The book begins by describing the well known "Capacity Ladder", which usually has "four basic rungs". According to this model, the progression to competent leadership runs through four stages: 1) discover what you can do, 2) develop your capacities, 3) acquire a title or position, and 4) attain individual potential. What is wrong with this picture? Perhaps not much in itself. "We have a born impulse to better our lives." However, this may not be "sufficient to ensure that our abilities will result in positive influence or an enduring legacy". "Character immaturity" may lead to self-defeating behaviours, or leaders may rise up the capacity ladder, and "have a negative impact on those around them".

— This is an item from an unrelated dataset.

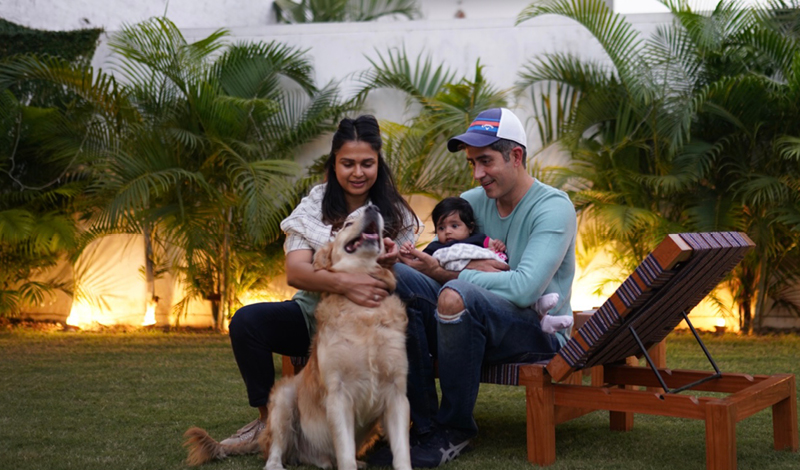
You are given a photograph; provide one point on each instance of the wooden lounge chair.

The authors therefore present the "Character Ladder" as an alternative. This simple concept underlies the entire book. The ladder has five rungs instead of four. The first is "stepping up through an act of trust". Above all, this means "expressing your willingness to trust God" for the future. The second is "choosing vulnerability". This means the courage "to come under another's influence", not to go it alone. The third is "aligning with truth". This means "to love and be loved as you reach for your dreams". The fourth is "paying the price". At this mature stage of leadership, "leaders face the greatest challenges from without", and need to go about "regaining objectivity" -- in particular spiritual perspective. The fifth rung is "chutes and leaders". This refers to failure, and the temptation to "take the easy way out".
This is a well written book -- a lightweight read which explains some important concepts, building on a well proven model. However, I had the sense that the book elevated "God's standard" -- character, values, and principles -- to too high a status, and placed too great an emphasis on the source of destiny lying in "the heart".